Hundreds of the security checkpoints that contributed to Baghdad’s notorious traffic jams have also been removed.
And according to the Baghdad municipality, 600 streets that had been closed off to public access have been opened in the last six months.
Among them are key routes crossing through Baghdad’s Green Zone, the enclave where government buildings, UN agencies and embassies including the US and UK missions are based.
It was long inaccessible to most Iraqis until an order from Abdel Mahdi last year, and families can now be seen picking their way across its manicured parks for sunset pictures.

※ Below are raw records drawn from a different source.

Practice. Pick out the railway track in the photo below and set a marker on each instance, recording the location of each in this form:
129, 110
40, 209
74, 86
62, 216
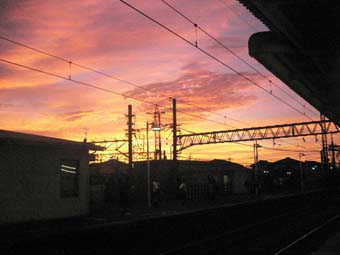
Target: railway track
290, 231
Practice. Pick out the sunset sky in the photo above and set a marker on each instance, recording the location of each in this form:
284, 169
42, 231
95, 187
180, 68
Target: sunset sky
151, 65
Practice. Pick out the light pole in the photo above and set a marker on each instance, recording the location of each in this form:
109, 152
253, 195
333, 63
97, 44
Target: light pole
148, 165
301, 171
256, 158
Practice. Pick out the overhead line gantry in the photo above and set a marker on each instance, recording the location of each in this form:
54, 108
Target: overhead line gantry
311, 128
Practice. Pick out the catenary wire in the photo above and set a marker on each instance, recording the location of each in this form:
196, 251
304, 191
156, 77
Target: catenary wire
234, 54
115, 78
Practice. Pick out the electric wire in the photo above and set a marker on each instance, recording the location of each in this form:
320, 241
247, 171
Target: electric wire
234, 54
115, 78
104, 89
213, 57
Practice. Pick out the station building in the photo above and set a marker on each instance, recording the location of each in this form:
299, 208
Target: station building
42, 177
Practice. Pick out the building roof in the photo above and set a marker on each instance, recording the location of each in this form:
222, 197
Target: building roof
10, 137
301, 48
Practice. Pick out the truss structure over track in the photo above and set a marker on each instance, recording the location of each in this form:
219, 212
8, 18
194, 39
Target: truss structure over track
312, 128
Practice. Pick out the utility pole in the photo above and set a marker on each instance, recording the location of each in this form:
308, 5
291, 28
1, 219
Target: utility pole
148, 166
156, 126
302, 184
256, 159
130, 137
324, 151
174, 130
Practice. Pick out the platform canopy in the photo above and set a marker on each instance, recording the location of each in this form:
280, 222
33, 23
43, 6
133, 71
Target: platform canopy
302, 48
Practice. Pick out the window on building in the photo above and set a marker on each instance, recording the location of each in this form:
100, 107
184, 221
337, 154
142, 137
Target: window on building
69, 178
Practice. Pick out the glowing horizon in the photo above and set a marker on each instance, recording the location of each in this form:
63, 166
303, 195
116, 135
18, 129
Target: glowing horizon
114, 40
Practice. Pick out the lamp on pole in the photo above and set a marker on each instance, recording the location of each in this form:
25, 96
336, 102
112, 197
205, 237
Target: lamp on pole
148, 166
301, 171
256, 159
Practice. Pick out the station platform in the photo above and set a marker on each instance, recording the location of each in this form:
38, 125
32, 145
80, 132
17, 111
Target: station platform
330, 247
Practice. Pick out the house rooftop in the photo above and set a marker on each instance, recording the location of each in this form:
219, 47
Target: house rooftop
11, 137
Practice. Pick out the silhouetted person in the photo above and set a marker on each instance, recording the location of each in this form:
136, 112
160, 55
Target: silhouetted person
123, 183
156, 193
212, 188
183, 192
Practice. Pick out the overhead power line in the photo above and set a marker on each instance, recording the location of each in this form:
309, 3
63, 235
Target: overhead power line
70, 62
235, 54
213, 57
104, 89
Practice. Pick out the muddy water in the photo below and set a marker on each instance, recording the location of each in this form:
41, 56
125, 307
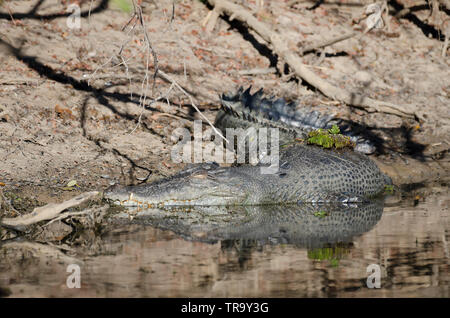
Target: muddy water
410, 244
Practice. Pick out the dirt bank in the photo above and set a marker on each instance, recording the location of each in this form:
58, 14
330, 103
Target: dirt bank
55, 126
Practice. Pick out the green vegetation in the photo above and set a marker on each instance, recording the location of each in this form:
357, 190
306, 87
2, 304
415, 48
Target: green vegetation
329, 138
331, 254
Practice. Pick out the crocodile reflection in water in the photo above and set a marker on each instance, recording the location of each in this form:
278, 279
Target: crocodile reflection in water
303, 225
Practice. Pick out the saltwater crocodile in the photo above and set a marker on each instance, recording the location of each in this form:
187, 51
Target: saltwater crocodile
305, 174
304, 225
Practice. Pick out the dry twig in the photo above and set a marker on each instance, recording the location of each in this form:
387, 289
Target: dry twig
279, 44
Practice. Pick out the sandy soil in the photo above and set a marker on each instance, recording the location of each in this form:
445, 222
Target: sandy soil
54, 127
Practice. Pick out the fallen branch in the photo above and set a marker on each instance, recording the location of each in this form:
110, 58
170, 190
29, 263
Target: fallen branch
46, 212
258, 71
280, 47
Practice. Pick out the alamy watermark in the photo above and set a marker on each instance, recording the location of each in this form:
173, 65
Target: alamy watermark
252, 145
74, 19
374, 279
74, 279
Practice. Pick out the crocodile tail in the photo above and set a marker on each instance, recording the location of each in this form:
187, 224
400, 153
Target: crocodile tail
256, 107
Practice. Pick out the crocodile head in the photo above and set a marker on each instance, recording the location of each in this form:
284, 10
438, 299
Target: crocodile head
206, 184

Iraq is living a rare period of calm after consecutive decades of violence, which for Baghdad peaked during the sectarian battles from 2006 to 2008.
It was followed, in 2014, by Daesh’s sweep across a third of the country and a three-year battle to oust the militants from their urban strongholds.
The group still wages hit-and-run attacks against Iraqi security forces and government targets, and Baghdad’s authorities are on high alert.
Thousands of the removed T-walls have been placed on Baghdad’s outskirts to prevent infiltration by Daesh sleeper cells, according to Bayati.